Sulfasalazine (Azulfidine) is an oral medication traditionally used in the treatment of mild to moderately severe inflammatory bowel diseases, such as ulcerative colitis and Crohn's colitis. Azulfidine is used to treat rheumatoid arthritis in combination with anti-inflammatory medications. Azulfidine is generally well tolerated. Common side effects include rash and upset stomach. Because Azulfidine is made up of sulfa and salicylate compounds, it should be avoided by people with known sulfa allergies.

Methotrexate (Rheumatrex, Trexall, Otrexup, Rasuvo) has gained popularity among doctors as an initial second-line drug because of both its effectiveness and relatively infrequent side effects. It also has an advantage in dose flexibility (dosages can be adjusted according to needs). Methotrexate is an immunosuppressive drug. It can affect the bone marrow and the liver, even rarely causing cirrhosis. All people taking methotrexate require regular blood tests to monitor blood counts and liver function. Taking folic acid as a supplement can reduce the risk of methotrexate side effects.

Gold salts have been used to treat rheumatoid arthritis throughout most of the past century. Gold thioglucose (Solganal) and gold thiomalate (Myochrysine) are given by injection, initially on a weekly basis, for months to years. Oral gold, auranofin (Ridaura), was introduced in the 1980s. Side effects of gold (oral and injectable) include skin rash, mouth sores, kidney damage with leakage of protein in the urine, and bone marrow damage with anemia and low white cell count. Those receiving gold treatment are regularly monitored with blood and urine tests. Oral gold can cause diarrhea. These gold drugs have lost favor because of the availability of more effective treatments, particularly methotrexate.

D-penicillamine (Depen, Cuprimine) can be helpful in selected cases of progressive forms of rheumatoid arthritis. Side effects are similar to those of gold. They include fever, chills, mouth sores, a metallic taste in the mouth, skin rash, kidney and bone marrow damage, stomach upset, and easy bruising. People taking this medication require routine blood and urine tests.

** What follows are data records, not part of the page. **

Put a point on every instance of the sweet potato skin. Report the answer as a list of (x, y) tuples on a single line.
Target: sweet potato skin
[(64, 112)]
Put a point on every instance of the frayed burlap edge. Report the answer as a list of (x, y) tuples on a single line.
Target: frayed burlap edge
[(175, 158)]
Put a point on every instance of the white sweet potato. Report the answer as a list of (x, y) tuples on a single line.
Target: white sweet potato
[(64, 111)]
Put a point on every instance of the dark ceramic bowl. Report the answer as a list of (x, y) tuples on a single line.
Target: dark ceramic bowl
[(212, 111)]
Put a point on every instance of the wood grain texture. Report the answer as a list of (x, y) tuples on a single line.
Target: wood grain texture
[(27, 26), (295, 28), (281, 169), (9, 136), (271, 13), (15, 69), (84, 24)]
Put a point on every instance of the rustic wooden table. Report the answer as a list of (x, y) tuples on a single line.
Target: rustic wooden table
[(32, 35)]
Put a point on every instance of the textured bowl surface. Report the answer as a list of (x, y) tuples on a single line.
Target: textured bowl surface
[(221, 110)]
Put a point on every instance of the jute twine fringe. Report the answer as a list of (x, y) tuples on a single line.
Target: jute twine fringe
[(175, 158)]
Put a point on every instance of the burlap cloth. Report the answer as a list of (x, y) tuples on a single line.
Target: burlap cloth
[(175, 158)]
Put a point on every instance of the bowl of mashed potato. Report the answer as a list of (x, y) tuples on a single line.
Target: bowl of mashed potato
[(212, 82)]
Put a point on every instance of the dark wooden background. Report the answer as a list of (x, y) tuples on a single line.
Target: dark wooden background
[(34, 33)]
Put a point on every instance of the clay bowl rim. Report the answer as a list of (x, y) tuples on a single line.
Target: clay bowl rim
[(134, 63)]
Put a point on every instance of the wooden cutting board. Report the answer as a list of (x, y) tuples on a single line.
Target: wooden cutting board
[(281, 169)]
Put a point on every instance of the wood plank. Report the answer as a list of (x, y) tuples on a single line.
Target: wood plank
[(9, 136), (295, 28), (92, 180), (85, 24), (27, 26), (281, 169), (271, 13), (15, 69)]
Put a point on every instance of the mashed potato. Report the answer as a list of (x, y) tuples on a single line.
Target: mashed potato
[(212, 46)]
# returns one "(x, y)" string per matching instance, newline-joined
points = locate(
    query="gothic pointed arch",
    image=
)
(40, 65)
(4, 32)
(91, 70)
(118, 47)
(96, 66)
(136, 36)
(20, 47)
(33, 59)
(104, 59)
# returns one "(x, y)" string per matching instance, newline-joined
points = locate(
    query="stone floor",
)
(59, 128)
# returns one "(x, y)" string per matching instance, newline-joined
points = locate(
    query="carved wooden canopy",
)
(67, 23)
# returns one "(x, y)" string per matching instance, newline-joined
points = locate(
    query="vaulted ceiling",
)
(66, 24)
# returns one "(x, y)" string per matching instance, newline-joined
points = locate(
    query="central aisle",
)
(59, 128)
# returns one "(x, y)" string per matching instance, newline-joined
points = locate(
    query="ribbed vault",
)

D-penicillamine can rarely cause symptoms of other autoimmune diseases and is no longer commonly used for the treatment of rheumatoid arthritis.

Immunosuppressive medicines are powerful medications that suppress the body's immune system. A number of immunosuppressive drugs are used to treat rheumatoid arthritis. They include methotrexate as described above, azathioprine (Imuran), cyclophosphamide (Cytoxan), chlorambucil (Leukeran), and cyclosporine (Sandimmune). Because of potentially serious side effects, immunosuppressive medicines (other than methotrexate) are generally reserved for those who have very aggressive disease or those with serious complications of rheumatoid inflammation, such as blood vessel inflammation (vasculitis). The exception is methotrexate, which is not frequently associated with serious side effects and can be carefully monitored with blood testing. Methotrexate has become a preferred second-line medication as a result.

Immunosuppressive medications can depress bone-marrow function and cause anemia, a low white cell count, and low platelet counts. A low white count can increase the risk of infections, while a low platelet count can increase the risk of bleeding. Methotrexate rarely can lead to liver cirrhosis, as described above, and allergic reactions in the lung. Cyclosporine can cause kidney damage and high blood pressure. Because of potentially serious side effects, immunosuppressive medications are used in low doses, usually in combination with anti-inflammatory agents.

Combinations of traditional DMARDs, including sulfasalazine, methotrexate, and hydroxychloroquine, have been shown by researchers to be another potent method of stopping disease progression of rheumatoid arthritis.